Von daher habe ich natürlich auch immer etwas die Karriere des Lance Armstrong verfolgt, eine Karriere, die sehr bald zu einem Fall Armstrong wurde. Bereits im Juli 2006 schrieb ich in diesem Blog (Armstrongs Rache) bezogen auf den Verdacht des Eigenblutdopings eines Jan Ullrich:
„Und wie in den Vorjahren ein Lance Armstrong, der zuvor nie an größeren anderen Rennen teilgenommen hatte, wie Phoenix aus der Asche aufstieg, um Jahr für Jahr die Tour de France zu gewinnen, das konnte auch nicht mit rechten Dingen zugehen. Nicht um sonst kamen im letzten Jahr Verdächtigungen gegen ihn auf, die dann aber – aus welchem Grund auch immer – sehr bald unter den Tisch gekehrt wurden.“
Es war die UCI im Wesentlichen selbst (und ihr Vorsitzender Pat McQuaid), die immer wieder die schützende Hand über Armstrong gehalten hat. 2005 verkündet Armstrong im April seinen Rücktritt für den Zeitpunkt nach der Tour, die er zum siebten Mal gewinnt. Im August berichtet die französische Sportzeitung L’Equipe, dass in sechs Urinproben des Amerikaners von 1999 das Blut-Dopingmittel EPO nachgewiesen wurde. Armstrong bestreitet die Vorwürfe weiterhin.

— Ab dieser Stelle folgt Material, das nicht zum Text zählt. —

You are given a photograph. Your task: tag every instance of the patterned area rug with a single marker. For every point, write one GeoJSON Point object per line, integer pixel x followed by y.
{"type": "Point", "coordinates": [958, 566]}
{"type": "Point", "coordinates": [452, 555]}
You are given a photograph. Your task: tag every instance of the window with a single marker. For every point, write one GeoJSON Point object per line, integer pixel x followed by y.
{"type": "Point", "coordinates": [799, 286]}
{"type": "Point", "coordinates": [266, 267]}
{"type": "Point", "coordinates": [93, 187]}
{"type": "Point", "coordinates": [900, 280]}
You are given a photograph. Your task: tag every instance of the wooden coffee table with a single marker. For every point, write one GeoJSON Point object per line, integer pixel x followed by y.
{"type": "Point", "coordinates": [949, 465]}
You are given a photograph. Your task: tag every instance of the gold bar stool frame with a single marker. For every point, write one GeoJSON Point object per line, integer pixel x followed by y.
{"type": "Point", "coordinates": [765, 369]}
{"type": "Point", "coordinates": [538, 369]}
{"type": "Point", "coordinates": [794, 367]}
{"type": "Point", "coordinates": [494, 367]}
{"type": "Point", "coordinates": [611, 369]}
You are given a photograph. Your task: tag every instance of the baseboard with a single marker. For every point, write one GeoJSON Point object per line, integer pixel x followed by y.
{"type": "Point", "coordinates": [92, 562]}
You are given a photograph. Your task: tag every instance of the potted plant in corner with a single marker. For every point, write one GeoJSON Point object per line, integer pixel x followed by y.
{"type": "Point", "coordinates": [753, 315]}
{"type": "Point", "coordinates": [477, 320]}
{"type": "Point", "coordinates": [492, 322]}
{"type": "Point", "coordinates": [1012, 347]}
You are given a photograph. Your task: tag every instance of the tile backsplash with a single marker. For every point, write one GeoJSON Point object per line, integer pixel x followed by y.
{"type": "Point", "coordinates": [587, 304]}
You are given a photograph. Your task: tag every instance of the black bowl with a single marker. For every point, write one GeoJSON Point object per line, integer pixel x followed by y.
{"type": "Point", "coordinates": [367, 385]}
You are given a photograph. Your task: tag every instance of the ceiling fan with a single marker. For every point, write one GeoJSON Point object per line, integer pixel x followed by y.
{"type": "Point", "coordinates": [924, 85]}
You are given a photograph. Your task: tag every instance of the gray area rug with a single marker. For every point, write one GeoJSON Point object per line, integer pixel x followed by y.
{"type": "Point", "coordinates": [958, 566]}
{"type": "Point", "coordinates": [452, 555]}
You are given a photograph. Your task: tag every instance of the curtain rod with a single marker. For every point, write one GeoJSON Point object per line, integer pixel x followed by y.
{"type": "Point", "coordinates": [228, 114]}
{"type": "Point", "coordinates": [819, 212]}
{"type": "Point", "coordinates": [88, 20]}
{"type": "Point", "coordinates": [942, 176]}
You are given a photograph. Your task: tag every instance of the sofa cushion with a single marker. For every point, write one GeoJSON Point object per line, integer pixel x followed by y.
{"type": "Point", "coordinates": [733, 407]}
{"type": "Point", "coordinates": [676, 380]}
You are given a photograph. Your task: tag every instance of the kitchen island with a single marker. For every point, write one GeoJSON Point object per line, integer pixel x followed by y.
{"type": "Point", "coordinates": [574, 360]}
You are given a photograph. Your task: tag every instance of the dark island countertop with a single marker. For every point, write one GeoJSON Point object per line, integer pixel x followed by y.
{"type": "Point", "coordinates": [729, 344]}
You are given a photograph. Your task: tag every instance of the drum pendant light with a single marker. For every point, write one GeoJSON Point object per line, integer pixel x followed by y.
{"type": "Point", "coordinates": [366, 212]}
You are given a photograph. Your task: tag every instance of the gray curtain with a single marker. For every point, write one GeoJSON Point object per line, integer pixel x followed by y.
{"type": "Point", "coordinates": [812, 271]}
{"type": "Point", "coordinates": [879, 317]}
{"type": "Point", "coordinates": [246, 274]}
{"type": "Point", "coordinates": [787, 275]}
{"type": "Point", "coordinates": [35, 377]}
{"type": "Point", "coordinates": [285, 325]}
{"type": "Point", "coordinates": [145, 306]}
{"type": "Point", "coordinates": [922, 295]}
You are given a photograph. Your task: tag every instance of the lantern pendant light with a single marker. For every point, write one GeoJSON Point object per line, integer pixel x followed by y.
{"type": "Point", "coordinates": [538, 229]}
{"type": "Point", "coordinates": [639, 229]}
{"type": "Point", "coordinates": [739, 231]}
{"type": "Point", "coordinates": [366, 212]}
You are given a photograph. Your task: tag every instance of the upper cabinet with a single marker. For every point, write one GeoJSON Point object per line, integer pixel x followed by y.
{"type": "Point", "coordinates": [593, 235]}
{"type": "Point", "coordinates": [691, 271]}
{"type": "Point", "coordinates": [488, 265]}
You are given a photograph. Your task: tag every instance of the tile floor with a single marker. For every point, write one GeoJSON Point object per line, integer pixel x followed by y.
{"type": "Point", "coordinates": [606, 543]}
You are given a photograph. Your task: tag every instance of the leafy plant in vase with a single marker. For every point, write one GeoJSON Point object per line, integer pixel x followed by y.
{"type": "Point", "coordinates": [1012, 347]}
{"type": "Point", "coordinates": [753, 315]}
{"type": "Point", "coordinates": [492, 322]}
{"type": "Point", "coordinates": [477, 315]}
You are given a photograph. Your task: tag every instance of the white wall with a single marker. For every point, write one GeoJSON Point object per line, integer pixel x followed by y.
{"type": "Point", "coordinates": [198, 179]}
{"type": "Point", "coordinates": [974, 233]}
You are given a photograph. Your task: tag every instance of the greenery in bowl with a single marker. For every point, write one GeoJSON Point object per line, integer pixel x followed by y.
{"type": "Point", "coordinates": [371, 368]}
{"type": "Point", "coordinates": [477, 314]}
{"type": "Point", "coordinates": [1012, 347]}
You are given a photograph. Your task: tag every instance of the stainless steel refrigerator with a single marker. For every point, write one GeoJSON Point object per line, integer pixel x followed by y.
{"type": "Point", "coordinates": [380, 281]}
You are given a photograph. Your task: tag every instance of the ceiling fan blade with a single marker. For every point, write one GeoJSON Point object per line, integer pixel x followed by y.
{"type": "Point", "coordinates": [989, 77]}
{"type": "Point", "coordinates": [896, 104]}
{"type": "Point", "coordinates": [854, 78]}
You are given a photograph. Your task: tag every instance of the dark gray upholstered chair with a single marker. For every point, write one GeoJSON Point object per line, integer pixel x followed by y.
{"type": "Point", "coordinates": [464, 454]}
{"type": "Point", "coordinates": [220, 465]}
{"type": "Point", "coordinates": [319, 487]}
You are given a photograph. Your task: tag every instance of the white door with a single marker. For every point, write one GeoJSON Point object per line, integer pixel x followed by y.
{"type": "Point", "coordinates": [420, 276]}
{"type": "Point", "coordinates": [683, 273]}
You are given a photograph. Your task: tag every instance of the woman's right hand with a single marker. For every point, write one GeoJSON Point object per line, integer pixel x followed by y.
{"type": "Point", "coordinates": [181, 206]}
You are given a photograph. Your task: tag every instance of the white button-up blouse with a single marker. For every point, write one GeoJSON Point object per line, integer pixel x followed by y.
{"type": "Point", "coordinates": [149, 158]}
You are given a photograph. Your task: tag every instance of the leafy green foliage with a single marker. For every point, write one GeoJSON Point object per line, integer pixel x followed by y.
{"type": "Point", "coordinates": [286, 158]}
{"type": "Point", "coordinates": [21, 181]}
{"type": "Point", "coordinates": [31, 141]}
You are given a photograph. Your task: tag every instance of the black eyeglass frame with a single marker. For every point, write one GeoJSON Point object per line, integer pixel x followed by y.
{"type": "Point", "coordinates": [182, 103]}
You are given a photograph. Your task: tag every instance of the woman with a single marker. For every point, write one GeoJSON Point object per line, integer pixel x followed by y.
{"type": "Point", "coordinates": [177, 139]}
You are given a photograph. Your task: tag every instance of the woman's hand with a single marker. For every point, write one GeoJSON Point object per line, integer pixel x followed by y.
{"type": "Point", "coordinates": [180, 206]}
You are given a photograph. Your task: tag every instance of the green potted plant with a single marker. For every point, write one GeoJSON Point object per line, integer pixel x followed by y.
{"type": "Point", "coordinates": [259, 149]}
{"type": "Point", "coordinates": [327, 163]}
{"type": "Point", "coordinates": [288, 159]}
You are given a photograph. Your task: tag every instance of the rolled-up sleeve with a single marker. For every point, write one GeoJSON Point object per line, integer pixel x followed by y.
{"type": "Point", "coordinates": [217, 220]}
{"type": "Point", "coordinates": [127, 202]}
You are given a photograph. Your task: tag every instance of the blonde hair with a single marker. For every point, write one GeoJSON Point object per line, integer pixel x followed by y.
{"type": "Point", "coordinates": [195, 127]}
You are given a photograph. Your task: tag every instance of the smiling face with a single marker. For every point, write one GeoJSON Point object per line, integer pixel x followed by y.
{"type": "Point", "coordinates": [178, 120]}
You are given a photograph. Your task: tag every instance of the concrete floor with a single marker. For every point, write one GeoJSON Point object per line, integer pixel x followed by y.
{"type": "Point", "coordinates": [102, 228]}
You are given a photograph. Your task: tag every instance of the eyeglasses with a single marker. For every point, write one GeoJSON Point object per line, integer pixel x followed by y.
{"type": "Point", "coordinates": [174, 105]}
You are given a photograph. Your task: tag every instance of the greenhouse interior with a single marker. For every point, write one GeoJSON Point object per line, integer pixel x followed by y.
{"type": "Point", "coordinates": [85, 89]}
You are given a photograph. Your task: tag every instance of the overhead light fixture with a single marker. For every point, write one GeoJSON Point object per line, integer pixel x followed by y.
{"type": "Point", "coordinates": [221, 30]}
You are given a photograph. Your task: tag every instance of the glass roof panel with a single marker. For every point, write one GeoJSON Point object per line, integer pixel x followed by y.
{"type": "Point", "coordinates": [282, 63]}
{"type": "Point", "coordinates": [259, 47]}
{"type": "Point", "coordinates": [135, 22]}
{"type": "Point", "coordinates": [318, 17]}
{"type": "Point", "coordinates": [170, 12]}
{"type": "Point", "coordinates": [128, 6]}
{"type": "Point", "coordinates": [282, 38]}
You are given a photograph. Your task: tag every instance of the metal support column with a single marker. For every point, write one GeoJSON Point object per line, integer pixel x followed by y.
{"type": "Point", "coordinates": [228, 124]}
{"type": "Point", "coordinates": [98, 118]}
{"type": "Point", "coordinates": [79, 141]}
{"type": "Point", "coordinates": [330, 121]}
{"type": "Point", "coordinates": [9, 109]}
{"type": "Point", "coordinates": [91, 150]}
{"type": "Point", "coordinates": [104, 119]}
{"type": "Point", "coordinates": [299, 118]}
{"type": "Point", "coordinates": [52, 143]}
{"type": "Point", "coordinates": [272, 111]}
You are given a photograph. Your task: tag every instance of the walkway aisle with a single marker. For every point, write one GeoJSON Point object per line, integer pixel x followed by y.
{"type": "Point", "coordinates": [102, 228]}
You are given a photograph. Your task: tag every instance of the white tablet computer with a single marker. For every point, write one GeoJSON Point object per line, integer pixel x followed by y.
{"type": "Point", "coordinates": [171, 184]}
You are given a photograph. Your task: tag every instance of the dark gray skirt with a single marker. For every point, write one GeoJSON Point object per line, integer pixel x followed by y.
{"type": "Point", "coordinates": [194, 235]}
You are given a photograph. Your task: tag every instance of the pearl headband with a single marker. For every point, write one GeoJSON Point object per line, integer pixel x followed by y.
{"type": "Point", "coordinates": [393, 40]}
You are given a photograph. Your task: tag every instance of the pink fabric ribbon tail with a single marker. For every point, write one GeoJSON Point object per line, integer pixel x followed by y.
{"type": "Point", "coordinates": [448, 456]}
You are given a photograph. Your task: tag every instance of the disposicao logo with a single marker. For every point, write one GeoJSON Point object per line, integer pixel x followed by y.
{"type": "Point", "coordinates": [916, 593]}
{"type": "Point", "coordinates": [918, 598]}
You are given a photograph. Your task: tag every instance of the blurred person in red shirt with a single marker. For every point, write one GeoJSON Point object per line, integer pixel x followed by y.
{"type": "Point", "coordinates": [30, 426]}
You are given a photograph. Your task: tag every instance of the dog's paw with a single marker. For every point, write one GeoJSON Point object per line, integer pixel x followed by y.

2006 wird Armstrong vom Weltverband UCI freigesprochen, da die erneuten Tests der Proben nicht nach wissenschaftlichem Standard durchgeführt wurden. Die Welt-Anti-Doping-Agentur WADA nennt den UCI-Bericht „fast schon lächerlich“.
Im Jahr 2008 verkündet Armstrong sein Comeback und starte 2009 erneut bei der Tour de France. Zuvor im April wirft ihm die französiche Anti Doping Agentur (AFLD) vor, dass er bei Dopingproben nicht kooperiere. Ich schrieb damals im Juli 2009 (Weiter auf Tour):
„Bei der jetzigen Tour spaltet besonders der Name Lance Armstrong, des siebenfachen Toursiegers, die Gemeinde, wurde ihm nachträglich Doping vorgeworfen und startet er jetzt in einem Comeback für den skandalumwitterten Rennstall Astana aus Kasachstan.
Die Tour de France und Doping sind leider immer im Zusammenhang zu sehen. Ein wirklich sauberer Radsport scheint unmöglich geworden zu sein. Der Name Armstrong trägt sicherlich nicht dazu bei.“
Armstrong wurde 2009 dritter und startete auch noch einmal 2010 bei der Tour mit dem Ziel, diese zum 8. Mal zu gewinnen. Er wurde lediglich 23. mit einem Rückstand von 39:20 Minuten auf den später nachträglich wegen Doping disqualifizierten (sic!) Sieger Alberto Contador.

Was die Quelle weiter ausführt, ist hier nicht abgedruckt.